IL-18 induces proinflammatory cytokines, such as IFN-γ, TNF-α, and IL-1,^5,37-40  that have been implicated in GVHD pathophysiology,^1,2  and our data suggest that the amplification of acute GVHD by CD8⁺ T cells after the administration of IL-18 might in part be caused by the increased production of proinflammatory cytokines. In addition, IL-18 significantly enhanced donor CD8⁺ cell expansion after transplantation and up-regulated the antihost cytotoxic activity of donor CD8⁺ T cells, which could also intensify the severity of acute GVHD.^1,2  These data are consistent with other reports that demonstrate increased CTL activity induced by IL-18.^9,15  Furthermore, anti-IL-18 mAb reduced the in vitro CTL activity and contributed to attenuated GVHD-related mortality, suggesting that IL-18 aggravates GVHD by enhancing the CTL activity of donor CD8⁺ T cells. To determine the role of IL-18-induced cytotoxic mechanisms in mediating CD8 GVHD, B6 perforin-deficient CD8⁺ T cells were used as donors and bm1 mice as recipients. Bm1 animals injected with IL-18, though, showed a greater trend toward mortality, but it did not reach statistical significance compared with controls (60% v 80%; P = NS). These results suggest that IL-18 might increase GVHD-related mortality at least in part by enhancing the CTL function of donor CD8 T cells. Experiments are in progress to determine the relative contributions of the enhanced proinflammatory cytokine secretion and the CD8⁺ cytotoxic function in IL-18 aggravation of GVHD.

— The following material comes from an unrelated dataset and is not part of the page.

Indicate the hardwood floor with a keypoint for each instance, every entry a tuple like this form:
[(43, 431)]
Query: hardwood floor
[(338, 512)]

Recent experimental data demonstrate that naive but not memory donor T cells cause GVHD.^41,42  However, the effect of IL-18 on naive, effector, and memory alloreactive CD4⁺ and CD8⁺ T cells is not known. Future studies will determine the effect of IL-18 on these T-cell subsets to further define the role of IL-18 in the immunobiology of acute GVHD.

In summary, we demonstrate a paradoxical role for IL-18 in CD4⁺ and CD8⁺ T cell-mediated GVHD by the injection of exogenous IL-18, the blockade of endogenous IL-18, and the absence of IL-18 receptor 1 on donor T cells. These findings underscore the importance of the diverse effects a single cytokine, IL-18, can have in the complex biology of GVHD that is regulated by variable cytokine patterns at different time points. Therefore, caution must be exercised before applying cytokine manipulation in general to the clinical situation in which both T-cell subsets play an important role in mediating GVHD.